6 comments on “Why do you read this blog?

  1. Peter Harter says:

    Yes, Blake is seminal. There is another writer who has a lot to teach along this line from the 20th century: Herman Hesse. Hesse has explored the opening of human artistic capacity in many of his novels. The short novel Roscholde is about a painter (Thomas Mann borrowed Hesse’s plot device for his long novel Doctor Faustus: The Life of Composer Adrian Leverkuhn, also a great read). Hesse was also a painter especially after he moved to Switzerland during the Nazi Occupation of Germany. My favorite novel by Herman Hesse is Steppenwolf because of its psychedelic aspect and the Harry Haller character, who is a lone wolf existing on the fringes of bourgeois society. There are so many scenes in that novel that are jaw-dropping. Magister Ludi: The Glass Bead Game is indispensable and is about the role of music in the education of a future society. A lot of people love Narcissus and Goldmund because it explores the erotic aspect of artistic creation. I didn’t even mention his two most popular books, Damien and Siddhartha, which are short and accessible to a wide audience and hopefully act as an introduction to the larger Hesse bookshelf. His short stories and poetry are also great reads. Hesse has something to teach about the history of German lit., especially poetry, which emphasizes nature. In England, the Romantic period was a rediscovery of nature. In Germany, poetry has always been about nature.

  2. Roundball Shaman says:

    “Why do you read this blog?”

    Sitting at the feet of and listening to the words of a Master never goes out of style.

    It is a refreshing drink of cool canteen water while stuck in the middle of a hot, unforgiving desert of World madness and lunacy and ignorance.
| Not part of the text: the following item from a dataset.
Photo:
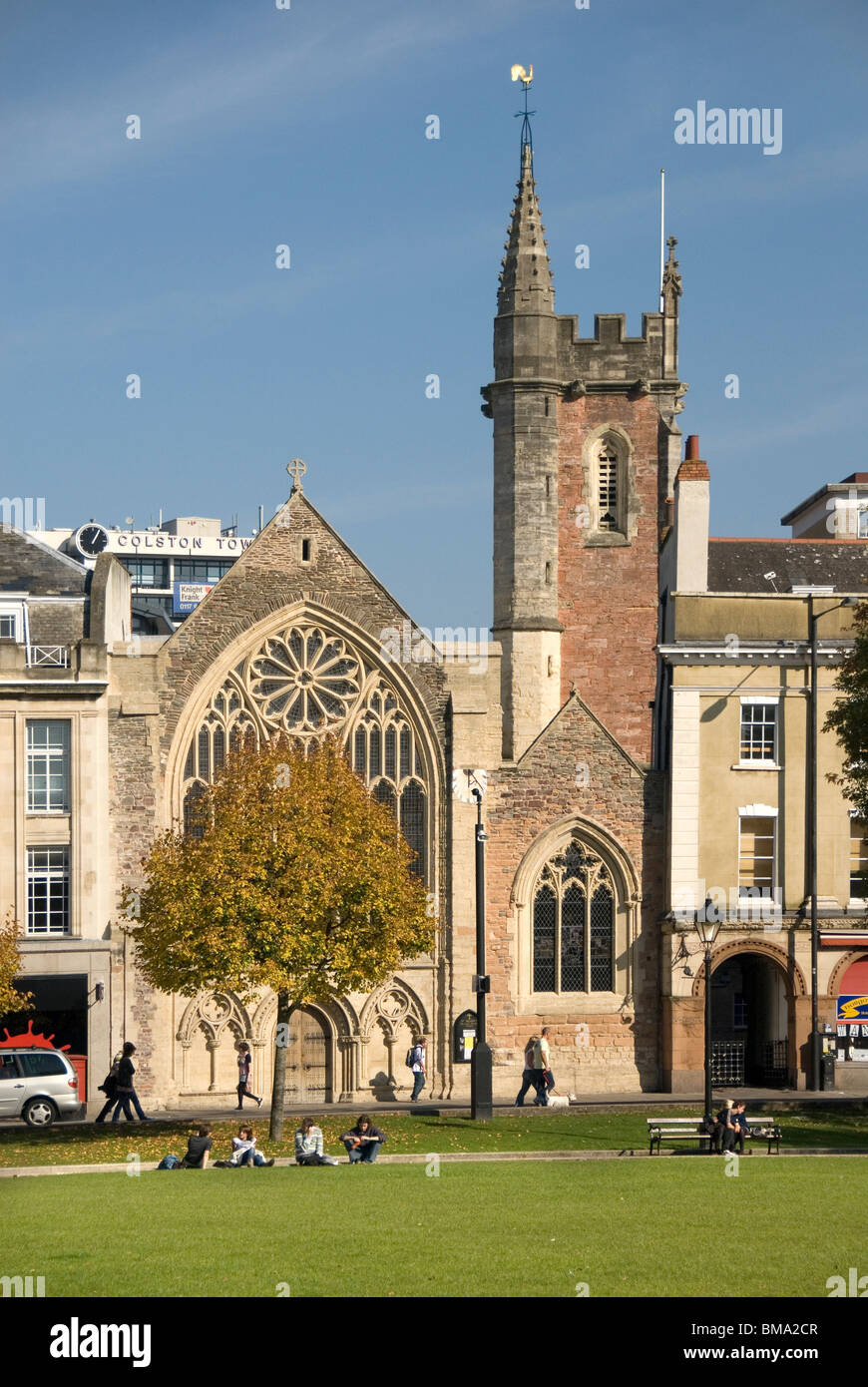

    Being with like-minded souls for a few moments who are weary of the sick battle and World we are stuck in at these Times. Having a respite filled with peace and community with Others who share a love of Life and Individuality and Creativity and Imagination.

    Reading and sharing words that nurture and stimulate the Soul. Healing our wounds. Giving us a bit of Light to counter the surrounding darkness. Some sweet sounds of heavenly music amidst the din of noise and dissonance that grates the ears and the Spirit.

    Reaching and groping our way out of our own personal Dark Cave and seeing Things for what They truly are. Shedding the lies and the programming. Throwing off the sluggishness and foolhardiness of a low-vibrating hellish plane of existence that begs for redemption. At least, personal redemption for The Individual.

    Why do you read this blog? We are thankful for this blog. But none of this matters if we don’t put these inspired words into daily practice in all our personal comings-and-going in life. If we don’t take them fully into our Hearts and watch how they bear fruit in our lives.

    All the great thoughts and words are powerless and have no meaning without ACTION.

    Action… the second part of The Secret that lurks behind the words of This Blog.

  3. Mike Ullman says:

    Philip Jose Farmer was one of the most imaginative writers of the 20th century. Thanks for including him with the quotes.

  4. loismacaulay says:

    I read your blog because it supports my basic principle – improvising wildly – which can have the life sucked out of it by the ‘real world’. You are a constant reminder that we can have first source ideas all the time. Entirely new ideas scare even people who consider themselves artists. It’s such a drag to be damped down.

  5. loismacaulay says:

    I read your blog as a constant reminder that I can improvise freely as a way of life.

  6. I read your blog because I consider you a kindred spirit, because you write well in an entertaining manner, and because you occasionally present new ideas or avenues of exploration to me. I appreciate your work and am grateful for it.